A plot to blow up a number of foreign embassies in Islamabad, including the city’s Czech embassy, was foiled by Pakistani police, the Swedish newspaper Aftonbladet reported on Wednesday. Sweden’s foreign ministry confirmed the arrest last week of a man armed with two tonnes of explosives and suspected of planning to bomb its embassy and those of five other countries. A Czech ambassador to Pakistan, Ivo Ždárek, was killed when terrorists blew up the Marriot Hotel in Islamabad in September.
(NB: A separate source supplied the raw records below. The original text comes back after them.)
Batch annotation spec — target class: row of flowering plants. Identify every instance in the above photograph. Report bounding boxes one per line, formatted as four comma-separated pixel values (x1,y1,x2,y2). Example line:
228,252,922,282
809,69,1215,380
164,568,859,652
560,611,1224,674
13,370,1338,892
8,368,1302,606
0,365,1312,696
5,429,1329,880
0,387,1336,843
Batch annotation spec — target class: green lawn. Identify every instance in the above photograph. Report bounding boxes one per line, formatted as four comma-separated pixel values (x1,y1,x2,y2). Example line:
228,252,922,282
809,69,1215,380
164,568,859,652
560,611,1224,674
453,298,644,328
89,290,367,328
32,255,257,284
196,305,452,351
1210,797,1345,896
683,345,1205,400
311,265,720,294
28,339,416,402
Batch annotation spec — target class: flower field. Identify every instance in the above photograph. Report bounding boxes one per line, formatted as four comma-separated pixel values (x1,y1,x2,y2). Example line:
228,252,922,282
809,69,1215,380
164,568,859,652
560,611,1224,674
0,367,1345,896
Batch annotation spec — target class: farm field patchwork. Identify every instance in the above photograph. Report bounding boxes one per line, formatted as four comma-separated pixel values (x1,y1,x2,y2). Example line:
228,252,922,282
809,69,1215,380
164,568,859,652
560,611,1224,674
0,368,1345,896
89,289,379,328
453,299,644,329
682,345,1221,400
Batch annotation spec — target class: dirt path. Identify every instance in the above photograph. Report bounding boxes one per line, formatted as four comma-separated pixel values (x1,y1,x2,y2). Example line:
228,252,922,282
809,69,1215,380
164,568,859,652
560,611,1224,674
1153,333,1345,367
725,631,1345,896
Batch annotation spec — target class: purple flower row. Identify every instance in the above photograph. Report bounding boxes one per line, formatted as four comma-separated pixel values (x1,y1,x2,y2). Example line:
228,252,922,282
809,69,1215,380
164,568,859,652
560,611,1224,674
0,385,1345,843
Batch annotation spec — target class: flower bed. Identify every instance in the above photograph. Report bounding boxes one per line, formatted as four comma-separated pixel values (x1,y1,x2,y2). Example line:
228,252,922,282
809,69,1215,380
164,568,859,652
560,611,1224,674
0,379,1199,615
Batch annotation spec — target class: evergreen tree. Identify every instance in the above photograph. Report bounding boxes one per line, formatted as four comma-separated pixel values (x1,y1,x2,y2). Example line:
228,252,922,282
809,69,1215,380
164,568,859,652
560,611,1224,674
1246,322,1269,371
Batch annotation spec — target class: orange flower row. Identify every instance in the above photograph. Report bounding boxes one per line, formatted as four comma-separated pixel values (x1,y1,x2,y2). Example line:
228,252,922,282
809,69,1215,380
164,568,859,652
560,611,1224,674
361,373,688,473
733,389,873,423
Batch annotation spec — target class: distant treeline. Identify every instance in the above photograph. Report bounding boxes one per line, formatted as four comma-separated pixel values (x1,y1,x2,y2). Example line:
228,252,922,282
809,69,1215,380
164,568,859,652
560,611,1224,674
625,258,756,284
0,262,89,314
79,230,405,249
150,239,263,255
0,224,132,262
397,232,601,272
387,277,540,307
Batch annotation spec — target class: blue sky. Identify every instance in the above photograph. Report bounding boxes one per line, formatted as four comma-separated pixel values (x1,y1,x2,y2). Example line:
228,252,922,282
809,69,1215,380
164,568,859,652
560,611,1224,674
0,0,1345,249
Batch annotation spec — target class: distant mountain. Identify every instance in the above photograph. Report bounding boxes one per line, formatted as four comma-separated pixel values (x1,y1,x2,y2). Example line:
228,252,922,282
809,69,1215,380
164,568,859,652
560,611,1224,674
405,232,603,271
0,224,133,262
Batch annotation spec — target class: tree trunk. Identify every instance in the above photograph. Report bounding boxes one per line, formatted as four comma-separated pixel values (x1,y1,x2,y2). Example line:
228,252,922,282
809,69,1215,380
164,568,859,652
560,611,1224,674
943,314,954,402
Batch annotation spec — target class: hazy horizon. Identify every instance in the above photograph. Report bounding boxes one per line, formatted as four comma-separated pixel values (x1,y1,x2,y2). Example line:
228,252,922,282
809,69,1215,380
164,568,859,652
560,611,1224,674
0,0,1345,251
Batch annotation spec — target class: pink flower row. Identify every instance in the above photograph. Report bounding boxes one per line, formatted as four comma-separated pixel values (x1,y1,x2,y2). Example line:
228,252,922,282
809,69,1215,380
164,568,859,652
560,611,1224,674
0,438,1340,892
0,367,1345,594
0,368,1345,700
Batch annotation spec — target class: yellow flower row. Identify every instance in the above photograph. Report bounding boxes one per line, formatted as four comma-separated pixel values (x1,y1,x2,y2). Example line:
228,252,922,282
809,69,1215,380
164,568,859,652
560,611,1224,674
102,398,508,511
The Czech minister for European affairs, Štefan Fuele, says the Czech presidency has left three tasks unfulfilled: the election of a new president of the European Commission, enlarging the EU to take in Croatia, and strengthening relations with the new US administration. He said, however, that Prague had done all it could to deal with those matters, and any shortfalls were not due to a lack of effort. Mr Fuele made the comments after talks in Prague with the chair of the Swedish Parliament Per Westerberg. The Swedes take over the presidency of the EU from the Czech Republic on July 1.
South Korean company Doosan Heavy Industries and Construction is in talks to buy Czech turbine maker Škoda Power for between USD 550 and 630 million, a spokesperson for the firm said, adding that the price had yet to be finalised. Doosan Heavy is South Korea’s biggest power equipment maker in terms of sales.
Close to half of Czech firms say they are planning lay-offs in the coming months in order to mitigate the effects of the economic crisis and increase their chances of survival. In a flash poll conducted among 154 companies, a third of them said they may have to lay off up to twenty percent of employees, while five percent of them said they would have to let go up to thirty percent of employees to stay afloat. Fifty-four percent of firms polled said they were cutting costs elsewhere. The export-oriented Czech economy is feeling the effects of the crisis in neighbouring states, with eighty percent of Czech firms reporting a severe drop in demand in the first quarter. The credit-crunch is making it difficult for them to take out fresh loans, meaning that some will temporarily have to shut down production if the situation worsens.